Historical Complexity
Still, the lack of surviving participants, modern media required the filmmakers to rely extensively on historical documents, integrating individual perspectives of multiple revolutionary participants. This approach enabled to present viewers not just the famous founders of the founders along with multiple who are seminal to the story”, numerous individuals remain visually unknown.
Burns also indulged his individual interest for maps and spatial representation. “I love maps,” he observes, “with greater cartographic content in this project compared to previous works throughout my entire career.”
International Impact
The team filmed at numerous significant sites across North America plus English locations to preserve geographical atmosphere and worked extensively with re-enactors. All these elements combine to present a narrative more violent, complex and globally significant compared to standard education.

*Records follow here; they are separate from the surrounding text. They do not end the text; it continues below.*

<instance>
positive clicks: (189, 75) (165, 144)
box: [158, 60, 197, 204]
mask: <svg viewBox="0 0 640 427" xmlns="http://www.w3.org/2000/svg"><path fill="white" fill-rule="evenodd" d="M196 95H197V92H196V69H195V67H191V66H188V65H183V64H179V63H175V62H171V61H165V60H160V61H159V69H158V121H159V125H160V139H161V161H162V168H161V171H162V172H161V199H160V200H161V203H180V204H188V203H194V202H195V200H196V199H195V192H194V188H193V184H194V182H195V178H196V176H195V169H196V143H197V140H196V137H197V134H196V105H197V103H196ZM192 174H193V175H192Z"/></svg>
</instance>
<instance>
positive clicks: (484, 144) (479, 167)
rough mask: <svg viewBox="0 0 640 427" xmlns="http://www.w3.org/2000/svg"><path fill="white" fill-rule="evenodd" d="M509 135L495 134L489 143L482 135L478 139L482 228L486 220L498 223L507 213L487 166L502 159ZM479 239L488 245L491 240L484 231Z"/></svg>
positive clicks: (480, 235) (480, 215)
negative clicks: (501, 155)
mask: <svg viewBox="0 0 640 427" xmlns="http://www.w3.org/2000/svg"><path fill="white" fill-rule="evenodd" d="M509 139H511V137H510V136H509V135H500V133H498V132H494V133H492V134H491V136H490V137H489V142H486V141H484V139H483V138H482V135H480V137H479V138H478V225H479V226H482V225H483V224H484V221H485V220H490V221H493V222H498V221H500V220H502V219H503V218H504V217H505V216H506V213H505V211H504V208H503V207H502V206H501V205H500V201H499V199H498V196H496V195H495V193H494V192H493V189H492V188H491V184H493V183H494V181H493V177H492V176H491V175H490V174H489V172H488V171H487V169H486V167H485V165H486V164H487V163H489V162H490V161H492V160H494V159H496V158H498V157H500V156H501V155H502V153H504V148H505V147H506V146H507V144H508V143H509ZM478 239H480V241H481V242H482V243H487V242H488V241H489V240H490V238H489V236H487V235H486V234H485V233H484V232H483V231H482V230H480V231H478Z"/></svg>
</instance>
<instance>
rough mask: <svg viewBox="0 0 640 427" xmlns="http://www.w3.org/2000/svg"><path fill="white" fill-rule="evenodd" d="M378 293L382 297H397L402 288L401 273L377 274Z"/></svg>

The film maintains, represented more than local dispute about property, revenue and governance. Rather, the series depicts a blood-soaked struggle that ultimately drew in multiple global powers and unexpectedly manifested termed “mankind’s greatest hopes”.
Internal Conflict Truth
Initial complaints and protests leveled at London by far-flung British subjects across thirteen rebellious territories quickly evolved into a bloody domestic struggle, setting brother against brother and neighbour against neighbour. During the second installment, scholar Alan Taylor notes: “The greatest misconception concerning independence struggle centers on assuming it constituted a consolidating event for colonists. It leaves out the reality that colonists battled fellow colonists.”
Nuanced Understanding
In his view, the independence account that “typically is drowning in sentimentality and wistful remembrance and lacks depth and fails to properly acknowledge actual events, and all the participants and the incredible violence of it.
The historian argues, an uprising that declared the transformative concept of fundamental personal liberties; a bloody domestic struggle, separating rebels and supporters; plus an international conflict, the fourth in a series of wars between imperial nations for control of the continent.